US researchers have found a small area of the brain that serves as a switch to turn off pain.
This is a significant because the body’s poorly understood pain complex is processed across a number of sites in the brain.
Hence, it was thought that shutting down pain required targeting all those different sites, which is partly why chronic pain is difficult to treat.
But now, having identified what might be ‘pain central’, researchers are investigating the specialist neurons that make up this switch as “a potential powerful therapeutic target for alleviating chronic pain”.
Surprisingly, the ‘off switch’ is located in the amygdala, the part of the brain that is responsible for complex, yet primal responses to threat such as the fight or flight reflex, and general anxiety.
This was unexpected because pain is an intense warning system, and therefore a vital part of our defence signalling.
This discovery throws light on how general anaesthetic serves to produce analgesia (a loss of pain), a process that is neurologically independent of putting a patient to sleep.
The discovery was found in mice which have a relatively larger central amygdala than humans.
However, the researchers say they have “no reason to think we have a different system for controlling pain”.
The research was led by Dr Fan Wang, the Morris N. Broad Distinguished Professor of Neurobiology in the School of Medicine at Duke University.
The study follows up earlier research that found general anaesthesia promotes slow-wave sleep by activating the supraoptic nucleus of the brain.

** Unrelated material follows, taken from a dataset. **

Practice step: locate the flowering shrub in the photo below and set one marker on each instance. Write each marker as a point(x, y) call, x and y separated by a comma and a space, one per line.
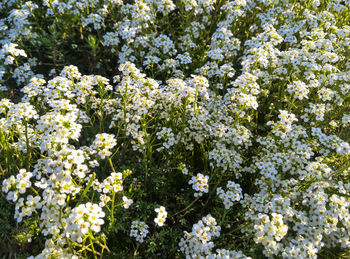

The researchers also found that general anaesthesia activates a specific subset of inhibitory neurons in the central amygdala, which they have called the CeAga neurons – and these were found to be connected to many different areas of the brain.
“Which was a surprise,” Dr Wang said.
According to a statement from the university, when mice were given “a mild pain stimulus”, the researchers were able to map all of the pain-activated brain regions.
They discovered that at least 16 brain centres known to process the sensory or emotional aspects of pain were receiving inhibitory (pain lessening) input from the CeAga.
“It involves sensory discrimination, emotion and autonomic (involuntary nervous system) responses. Treating pain by dampening all of these brain processes in many areas is very difficult to achieve.
“But activating a key node that naturally sends inhibitory signals to these pain-processing regions would be more robust.”
The researchers used light to activate a small population of cells in the brain (a technique called optogenetics) and found “they could turn off the self-caring behaviours a mouse exhibits when it feels uncomfortable by activating the CeAga neurons”.
These recuperative pain responses – paw-licking and face-wiping – were “completely abolished” the moment the light was switched on to activate the anti-pain centre.
“It’s so drastic,” Dr Wang said. “They just instantaneously stop licking and rubbing.”
When the scientists dampened the activity of these CeAga neurons, the mice responded as if a temporary ‘insult’ (pain-inducing stimulus) had become intense or painful again.
They also found that low-dose ketamine, an anaesthetic drug that allows sensation but blocks pain, activated the CeAga centre and wouldn’t work without it.
In other words, this pain centre appears vital to anaesthesia working.
Now the researchers are going to look “for drugs that can activate only these cells to suppress pain as potential future pain killers,” Dr Wang said.
Further, they are hoping to find the gene for a rare or unique cell surface receptor among these specialised cells that would enable a very specific drug to activate these neurons and relieve pain.